Geography
- Location: Road No. 10, IAS Officers Quarters, Nandi Nagar, Banjara Hills, Hyderabad, Telangana, Telangana, India

Organisation
- Type: Specialist; Oncology

History
- Founded: 1986

Links
- Website: https://basavatarakam.org/
- Lists: Hospitals in India

= Basavatarakam Indo American Cancer Hospital =

Non-profit hospital in Telangana, India

Basavatarakam Indo American Cancer Hospital & Research Institute (BIACH&RI) is a premier nonprofit organization (NPO), tertiary care cancer hospital and research center located in Hyderabad, India. It was founded in 1986 by Indian matinée idol and politician Nandamuri Taraka Rama Rao, in memory of his wife, Nandamuri Basavatarakam, who succumbed to cancer. The hospital was established under the Nandamuri Basavataraka Ramarao Memorial Cancer Foundation (NBTRCF), in collaboration with the Indo-American Cancer Organisation (IACO), USA.

BIACH&RI provides oncology services, including medical, surgical, radiation, and paediatric oncology, It also functions as a research and training institute, conducting clinical studies and providing oncology training to medical professionals, including national and international collaborations. In 2023, it was ranked second best cancer hospital in India.

== History ==
BIACH&RI was founded by former Andhra Pradesh chief minister and actor Nandamuri Taraka Rama Rao in memory of his wife, Nandamuri Basavatarakam, who died of cancer.
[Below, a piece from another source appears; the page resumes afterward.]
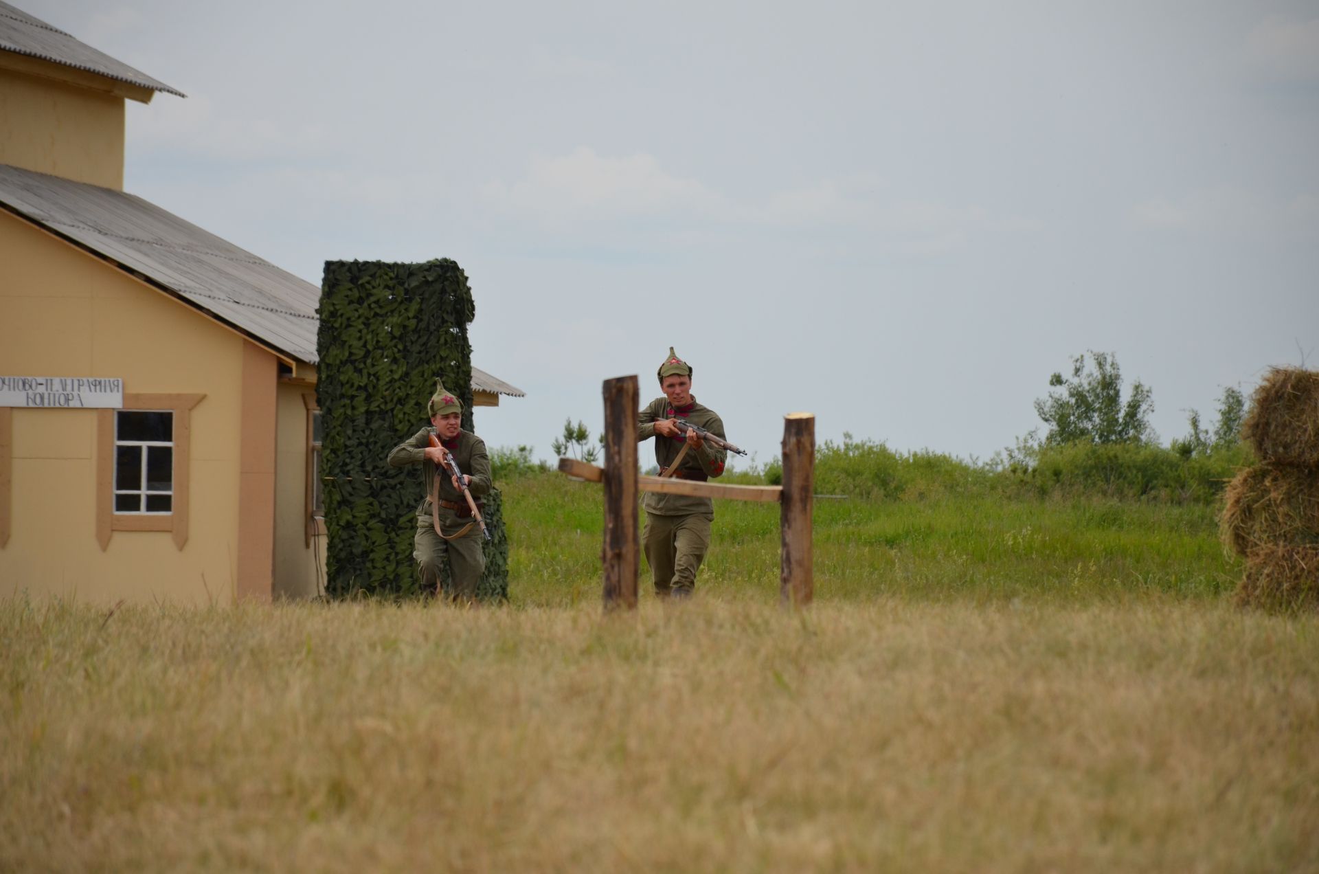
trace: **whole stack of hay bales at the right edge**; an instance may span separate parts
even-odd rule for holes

The foundation stone for the hospital was laid in 1986, and following international collaboration and support from Indian and overseas oncologists, the hospital was inaugurated on June 22, 2000, by then Prime Minister of India Atal Bihari Vajpayee. It was established under the NBTRCF with support from the Indo-American Cancer Organisation (IACO), USA.

In 2023, Kurapati Krishnaiah was appointed CEO.
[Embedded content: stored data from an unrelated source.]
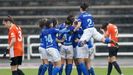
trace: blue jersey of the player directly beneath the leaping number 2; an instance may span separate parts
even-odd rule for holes
[[[73,48],[76,48],[78,42],[75,42],[76,39],[80,39],[83,34],[82,28],[79,28],[76,32],[74,32],[74,40],[73,40]]]

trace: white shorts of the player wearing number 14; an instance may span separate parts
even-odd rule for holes
[[[57,62],[61,60],[59,51],[56,48],[47,48],[48,61]]]

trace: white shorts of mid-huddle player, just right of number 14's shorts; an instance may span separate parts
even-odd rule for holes
[[[73,59],[73,46],[61,46],[60,50],[61,58],[63,59]]]

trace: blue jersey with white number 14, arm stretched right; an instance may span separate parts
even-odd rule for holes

== Leadership and Expansion ==
As of 2025, the Chairman of Basavatarakam Indo American Cancer Hospital & Research Institute is Nandamuri Balakrishna, actor, politician, and the son of the hospital's founder, N. T. Rama Rao. He is currently heading the Board of Trustees and has played a pivotal role in guiding the institution's vision and growth. Under his leadership, the hospital has significantly expanded its infrastructure, services, and outreach, while remaining committed to affordable and accessible cancer care.

The hospital announced an oncology and research centre in Amaravati, the capital of Andhra Pradesh. Spread across 15 acres, the facility is intended for cancer diagnosis, treatment, and research. The institute also conducts clinical studies and provides oncology training to medical professionals, including through national and international collaborations.

=== Donations ===
The hospital operates as a nonprofit organization and relies on donations from individuals, charitable organizations, and corporate donors worldwide. It collaborates with Indian and international oncologists and researchers. In addition, CriticalRiver, a global digital and technology consulting company, has partnered with Basavatarakam Indo-American Cancer Hospital & Research Institute to support cancer awareness and early detection initiatives among women in rural India.